In a post I wrote this past September titled “BREAKING NEWS: Is the acquisition cup half full or half empty: A tale of two takeovers!” I talked about the high percentage of M&A failures and the reasons for them.
One of the biggest issues to be considered is the basis for the acquisition. Specifically, is it strategic in that it capitalizes on key synergies including extended service capabilities and cultural compatibility, or is it one that is based predominantly on financial considerations and expanding market share. There is of course a distinct difference between the two.
With the former there is a mid to long-term outlook in which the acquisition reflects a well defined strategy that has been solidly in place for some time. It is in essence a proactive move made to enhance a big picture outlook.
The latter motivation for an acquisition is by nature reactionary in that it is an “in the moment” move that is reminiscent of a strategy in which the end picture is yet to be known. Like random puzzle pieces scattered across the floor, the acquiring company is simply responding to a fluctuating SWOT reference model.
The real question is how do you determine if an announced acquisition is a proactive move associated with a well thought out plan, or a reactionary decision designed to garner media attention and short-term gain?
Based on experience, an early indication is how the acquisition is heralded in a press release.

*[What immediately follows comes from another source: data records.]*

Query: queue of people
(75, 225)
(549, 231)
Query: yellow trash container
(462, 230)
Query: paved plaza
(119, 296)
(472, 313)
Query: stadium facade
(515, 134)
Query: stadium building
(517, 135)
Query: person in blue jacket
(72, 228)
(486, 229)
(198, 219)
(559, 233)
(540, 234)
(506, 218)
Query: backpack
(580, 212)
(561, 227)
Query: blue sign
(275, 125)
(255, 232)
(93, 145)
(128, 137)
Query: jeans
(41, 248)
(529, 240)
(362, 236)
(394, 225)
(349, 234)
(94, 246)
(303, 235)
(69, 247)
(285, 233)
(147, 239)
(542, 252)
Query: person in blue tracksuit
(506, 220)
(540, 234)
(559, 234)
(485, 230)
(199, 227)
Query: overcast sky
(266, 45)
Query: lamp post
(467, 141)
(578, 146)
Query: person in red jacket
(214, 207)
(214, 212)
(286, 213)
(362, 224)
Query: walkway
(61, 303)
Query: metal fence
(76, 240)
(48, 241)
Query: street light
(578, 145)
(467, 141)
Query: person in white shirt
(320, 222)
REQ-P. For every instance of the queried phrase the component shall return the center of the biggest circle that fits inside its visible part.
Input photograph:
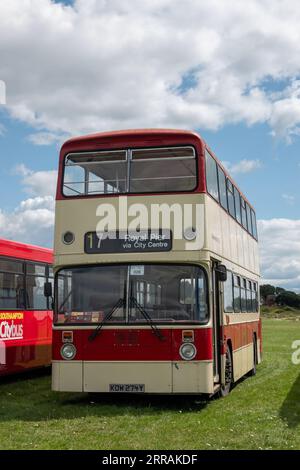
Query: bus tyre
(225, 388)
(253, 370)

When you see statements such as “provide access to a new or larger market,” or “acquired annual revenues,” the warning lights should begin to flash as these are indications of a whats in it for the companies as opposed to the clients scenario. One might even venture to call it the ultimate “it’s about me” transaction, in that there is a significant emphasis placed on how the move benefits the M&A participants. By the way, the benefit to the company being acquired is that they see the transaction as being their road to increased traction – something that they were unable to accomplish on their own. I call this the fear of falling behind or the we can’t do it ourselves factor.
Conversely, a press release that talks about “expanding the breadth of procurement services” a company offers, or augmenting the acquiring company’s “technology-enablement strategy” with little or no mention of annual revenues or market share, reflects a move that is grounded in a well thought out evolutionary strategy. In short it enhances success as opposed to creating it.
Now you might question whether or not the above is a reliable guideline for assessing the viability of a just announced acquisition. Fair enough as there are no absolutes. However if you do your homework, you will likely discover the same trending that I have seen over many years – and the reason why the vast majority of M&As are deemed to be failures.
In this context, the news of Proactis’ acquisition of EGS Group appears to be anything but promising. Only time will tell.